Every great idea starts life as a concept, normally accompanied by some pretty sketchy renders. Yes, around 99% of them probably never come to fruition, but they are 100% fascinating nonetheless.
One such dreamer looking for the magic 1% winner is Canadian engineer Charles Bombardier. His family has previously struck concept gold – grandfather Joseph-Armand invented the snowmobile, don’t you know.
But let’s get back to Charles. Recently he put forward his plans for an aircraft called the Skreemr. Admittedly, this sounds more like a rollercoaster than coast to coaster, but it claims to be able to carry 75 passengers at speeds up to Mach 10.
Bombardier (and decent concept rendering creator Ray Mattison) foresee the Skreemr as a jet launched from a magnetic railgun at speeds close to Mach 4. The Skreemr would then use liquid oxygen or kerosene rockets to increase its altitude and speed until it was going fast enough to utilise a scramjet engine. The scramjet would compress incoming air for engine combustion, burning hydrogen and oxygen to accelerate to Mach 10 (7,673 mph).

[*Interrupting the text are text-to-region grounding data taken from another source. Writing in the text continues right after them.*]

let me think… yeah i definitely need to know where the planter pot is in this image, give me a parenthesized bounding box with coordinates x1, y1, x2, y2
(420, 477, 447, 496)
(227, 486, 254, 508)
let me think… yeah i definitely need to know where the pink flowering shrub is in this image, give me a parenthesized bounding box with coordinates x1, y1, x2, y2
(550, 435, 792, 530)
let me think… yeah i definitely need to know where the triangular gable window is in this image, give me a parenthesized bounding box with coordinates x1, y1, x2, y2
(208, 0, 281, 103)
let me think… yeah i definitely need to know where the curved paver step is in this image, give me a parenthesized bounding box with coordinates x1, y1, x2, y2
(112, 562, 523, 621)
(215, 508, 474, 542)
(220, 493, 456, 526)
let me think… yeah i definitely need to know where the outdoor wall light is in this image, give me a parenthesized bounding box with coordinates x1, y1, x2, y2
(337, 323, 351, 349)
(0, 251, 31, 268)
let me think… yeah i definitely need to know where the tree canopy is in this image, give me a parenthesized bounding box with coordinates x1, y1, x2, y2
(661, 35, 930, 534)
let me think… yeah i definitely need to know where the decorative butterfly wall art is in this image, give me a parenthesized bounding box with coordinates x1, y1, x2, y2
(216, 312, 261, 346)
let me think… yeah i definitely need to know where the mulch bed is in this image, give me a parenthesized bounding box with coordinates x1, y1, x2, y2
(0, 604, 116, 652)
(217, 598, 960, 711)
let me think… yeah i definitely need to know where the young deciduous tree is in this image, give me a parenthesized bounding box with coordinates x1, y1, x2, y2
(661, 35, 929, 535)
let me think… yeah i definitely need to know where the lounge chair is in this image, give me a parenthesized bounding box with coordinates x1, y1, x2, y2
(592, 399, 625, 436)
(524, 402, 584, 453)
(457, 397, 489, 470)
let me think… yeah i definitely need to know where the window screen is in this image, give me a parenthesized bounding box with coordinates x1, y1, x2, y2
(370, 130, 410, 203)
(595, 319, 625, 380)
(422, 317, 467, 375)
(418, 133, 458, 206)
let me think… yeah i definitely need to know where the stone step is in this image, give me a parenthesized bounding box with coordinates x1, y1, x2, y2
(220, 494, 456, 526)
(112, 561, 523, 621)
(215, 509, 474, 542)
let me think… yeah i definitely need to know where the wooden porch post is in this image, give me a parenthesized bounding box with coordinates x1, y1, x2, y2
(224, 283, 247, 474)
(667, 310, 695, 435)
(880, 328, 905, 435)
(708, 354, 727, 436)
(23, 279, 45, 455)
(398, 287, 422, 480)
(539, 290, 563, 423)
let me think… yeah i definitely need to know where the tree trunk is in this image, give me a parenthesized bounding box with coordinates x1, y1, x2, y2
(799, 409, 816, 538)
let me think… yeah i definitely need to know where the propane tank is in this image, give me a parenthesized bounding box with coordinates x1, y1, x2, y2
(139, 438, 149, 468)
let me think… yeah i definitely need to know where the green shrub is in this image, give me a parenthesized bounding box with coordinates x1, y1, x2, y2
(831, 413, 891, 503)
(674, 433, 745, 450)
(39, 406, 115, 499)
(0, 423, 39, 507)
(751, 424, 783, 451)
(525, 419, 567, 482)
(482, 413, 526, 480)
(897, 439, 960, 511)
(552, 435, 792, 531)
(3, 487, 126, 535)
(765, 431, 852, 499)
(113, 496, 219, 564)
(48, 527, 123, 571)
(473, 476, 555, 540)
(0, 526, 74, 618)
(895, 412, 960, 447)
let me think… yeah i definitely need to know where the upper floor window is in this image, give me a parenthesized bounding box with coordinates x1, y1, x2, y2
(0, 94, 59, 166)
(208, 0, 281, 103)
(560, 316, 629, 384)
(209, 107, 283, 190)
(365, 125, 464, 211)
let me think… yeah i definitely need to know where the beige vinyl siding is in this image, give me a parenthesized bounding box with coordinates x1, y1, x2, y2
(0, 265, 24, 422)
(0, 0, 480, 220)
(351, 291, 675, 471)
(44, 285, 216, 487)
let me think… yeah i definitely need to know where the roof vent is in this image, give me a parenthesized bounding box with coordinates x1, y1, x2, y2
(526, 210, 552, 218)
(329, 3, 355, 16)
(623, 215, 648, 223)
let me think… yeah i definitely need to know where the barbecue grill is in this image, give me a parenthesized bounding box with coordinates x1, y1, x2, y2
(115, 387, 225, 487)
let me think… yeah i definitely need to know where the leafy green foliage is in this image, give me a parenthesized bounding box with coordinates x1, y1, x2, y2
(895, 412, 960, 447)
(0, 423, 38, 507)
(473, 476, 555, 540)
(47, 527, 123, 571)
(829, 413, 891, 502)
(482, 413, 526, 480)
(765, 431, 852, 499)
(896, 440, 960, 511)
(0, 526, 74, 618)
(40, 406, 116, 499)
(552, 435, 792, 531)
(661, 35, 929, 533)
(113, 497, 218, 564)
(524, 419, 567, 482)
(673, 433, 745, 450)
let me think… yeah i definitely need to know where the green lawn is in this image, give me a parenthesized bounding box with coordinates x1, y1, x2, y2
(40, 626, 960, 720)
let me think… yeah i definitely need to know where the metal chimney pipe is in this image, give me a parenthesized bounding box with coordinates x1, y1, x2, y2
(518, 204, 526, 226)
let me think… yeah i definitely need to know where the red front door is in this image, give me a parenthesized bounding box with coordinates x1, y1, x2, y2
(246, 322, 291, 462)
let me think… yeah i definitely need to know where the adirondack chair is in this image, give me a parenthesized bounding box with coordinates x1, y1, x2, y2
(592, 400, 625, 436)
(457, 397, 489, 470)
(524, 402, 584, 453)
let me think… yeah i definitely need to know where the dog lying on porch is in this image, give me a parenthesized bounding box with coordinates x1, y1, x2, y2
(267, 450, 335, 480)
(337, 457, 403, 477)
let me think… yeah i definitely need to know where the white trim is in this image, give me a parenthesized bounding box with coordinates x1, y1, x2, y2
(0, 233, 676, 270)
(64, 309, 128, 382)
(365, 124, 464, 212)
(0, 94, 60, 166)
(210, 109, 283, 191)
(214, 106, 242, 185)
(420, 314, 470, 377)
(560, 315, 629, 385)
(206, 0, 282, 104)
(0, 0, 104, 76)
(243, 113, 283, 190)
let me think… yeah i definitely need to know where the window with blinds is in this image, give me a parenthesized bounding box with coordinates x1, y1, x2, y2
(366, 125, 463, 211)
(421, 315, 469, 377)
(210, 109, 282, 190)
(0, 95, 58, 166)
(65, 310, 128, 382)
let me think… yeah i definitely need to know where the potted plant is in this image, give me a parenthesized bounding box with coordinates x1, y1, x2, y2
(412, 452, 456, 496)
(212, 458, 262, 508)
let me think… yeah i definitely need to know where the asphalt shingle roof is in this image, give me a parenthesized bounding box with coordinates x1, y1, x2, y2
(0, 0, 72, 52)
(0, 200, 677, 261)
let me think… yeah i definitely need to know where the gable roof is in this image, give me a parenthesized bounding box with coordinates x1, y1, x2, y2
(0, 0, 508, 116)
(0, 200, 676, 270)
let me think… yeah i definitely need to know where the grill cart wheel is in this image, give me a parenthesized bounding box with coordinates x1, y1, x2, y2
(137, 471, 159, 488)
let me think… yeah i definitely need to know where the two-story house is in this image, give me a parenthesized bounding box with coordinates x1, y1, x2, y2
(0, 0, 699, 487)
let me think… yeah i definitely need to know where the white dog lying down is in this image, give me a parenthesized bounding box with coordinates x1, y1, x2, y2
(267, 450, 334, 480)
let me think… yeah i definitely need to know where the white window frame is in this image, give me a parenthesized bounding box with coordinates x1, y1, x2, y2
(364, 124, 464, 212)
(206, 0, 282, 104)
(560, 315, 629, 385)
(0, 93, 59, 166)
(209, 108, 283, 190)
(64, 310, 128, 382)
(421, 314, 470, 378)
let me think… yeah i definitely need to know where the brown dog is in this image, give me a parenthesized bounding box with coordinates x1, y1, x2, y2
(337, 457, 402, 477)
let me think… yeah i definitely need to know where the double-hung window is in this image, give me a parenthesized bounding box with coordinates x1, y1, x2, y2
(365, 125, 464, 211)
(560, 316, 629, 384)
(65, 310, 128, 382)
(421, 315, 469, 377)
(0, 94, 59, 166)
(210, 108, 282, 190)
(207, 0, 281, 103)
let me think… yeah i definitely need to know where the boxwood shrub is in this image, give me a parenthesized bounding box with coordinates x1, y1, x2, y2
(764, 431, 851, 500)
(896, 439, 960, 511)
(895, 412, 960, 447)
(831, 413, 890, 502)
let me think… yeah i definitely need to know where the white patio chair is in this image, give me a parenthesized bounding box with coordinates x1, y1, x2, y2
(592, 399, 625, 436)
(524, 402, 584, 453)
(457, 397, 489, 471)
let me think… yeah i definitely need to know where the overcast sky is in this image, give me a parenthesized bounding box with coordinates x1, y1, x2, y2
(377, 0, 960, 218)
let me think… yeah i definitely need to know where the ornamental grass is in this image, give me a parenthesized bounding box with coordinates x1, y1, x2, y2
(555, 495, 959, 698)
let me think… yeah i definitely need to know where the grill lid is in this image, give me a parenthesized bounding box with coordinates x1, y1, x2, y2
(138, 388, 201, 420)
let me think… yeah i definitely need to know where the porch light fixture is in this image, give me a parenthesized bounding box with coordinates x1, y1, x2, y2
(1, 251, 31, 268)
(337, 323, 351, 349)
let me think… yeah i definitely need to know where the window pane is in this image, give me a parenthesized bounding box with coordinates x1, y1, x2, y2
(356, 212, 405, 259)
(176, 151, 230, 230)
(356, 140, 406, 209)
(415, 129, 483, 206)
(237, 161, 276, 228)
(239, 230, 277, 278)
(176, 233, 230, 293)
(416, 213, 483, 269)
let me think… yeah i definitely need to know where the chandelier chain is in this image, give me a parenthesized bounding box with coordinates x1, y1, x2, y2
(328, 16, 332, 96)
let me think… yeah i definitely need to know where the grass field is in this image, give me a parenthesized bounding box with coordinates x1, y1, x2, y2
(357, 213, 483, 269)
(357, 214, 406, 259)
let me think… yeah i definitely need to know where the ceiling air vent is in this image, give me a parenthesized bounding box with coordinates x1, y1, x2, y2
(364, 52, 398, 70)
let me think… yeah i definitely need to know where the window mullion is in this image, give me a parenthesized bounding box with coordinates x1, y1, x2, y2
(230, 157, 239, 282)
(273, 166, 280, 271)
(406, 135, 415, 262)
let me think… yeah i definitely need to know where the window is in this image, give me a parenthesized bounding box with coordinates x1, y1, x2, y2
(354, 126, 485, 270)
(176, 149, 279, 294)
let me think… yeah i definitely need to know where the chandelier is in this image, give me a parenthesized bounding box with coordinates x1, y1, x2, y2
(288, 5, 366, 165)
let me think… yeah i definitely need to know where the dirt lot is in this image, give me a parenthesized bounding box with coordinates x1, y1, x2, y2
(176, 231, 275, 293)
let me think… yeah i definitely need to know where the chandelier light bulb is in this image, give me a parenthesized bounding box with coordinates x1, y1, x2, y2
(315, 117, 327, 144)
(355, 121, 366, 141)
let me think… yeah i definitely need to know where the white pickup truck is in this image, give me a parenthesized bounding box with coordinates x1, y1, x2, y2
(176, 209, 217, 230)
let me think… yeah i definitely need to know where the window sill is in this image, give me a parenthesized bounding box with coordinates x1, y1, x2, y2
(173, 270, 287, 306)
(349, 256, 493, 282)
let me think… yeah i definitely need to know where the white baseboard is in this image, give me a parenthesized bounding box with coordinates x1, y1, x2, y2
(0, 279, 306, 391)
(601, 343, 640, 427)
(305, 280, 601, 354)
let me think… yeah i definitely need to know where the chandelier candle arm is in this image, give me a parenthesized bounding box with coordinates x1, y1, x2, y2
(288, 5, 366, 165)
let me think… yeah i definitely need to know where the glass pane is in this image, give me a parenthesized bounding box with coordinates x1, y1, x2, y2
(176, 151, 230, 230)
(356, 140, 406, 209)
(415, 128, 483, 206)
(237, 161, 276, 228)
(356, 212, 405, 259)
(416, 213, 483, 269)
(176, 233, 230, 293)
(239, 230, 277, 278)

Bombardier admits huge technological barriers – not least in finding an affordable material that could withstand the extreme heat of acceleration. And that’s before we start on the magnetic railgun….
However, Bombardier was further inspired when he was contacted by another designer who had seen his Skreemr plans. Joseph Hazeltine of Wyle Inc proposed using a novel aerodynamic phenomenon called long penetration mode (LPM). A nozzle in the nose would lower the surface temperature and reduce the shockwave and noise related to breaking the sound barrier.
Unlike the Skreemr, the Antipode aircraft (the basic blue and silver renders seen here) would take off directly from any airfield by using reusable rocket boosters. These rockets would attach to the wings of the Antipode and provide enough thrust to climb to 40,000ft, and reach Mach 5.
The boosters would then separate and fly back to the airfield. At Mach 5, the supersonic combustion ramjet engine would kick in and take the aircraft to Mach 24 at 40,000 feet. Such speeds would make New York to London possible in just 11 minutes. That’s 11 minutes. And 16,000mph.
When you consider other research and production pushing the supersonic dream, perhaps it’s time to take some of these futuristic concepts more seriously.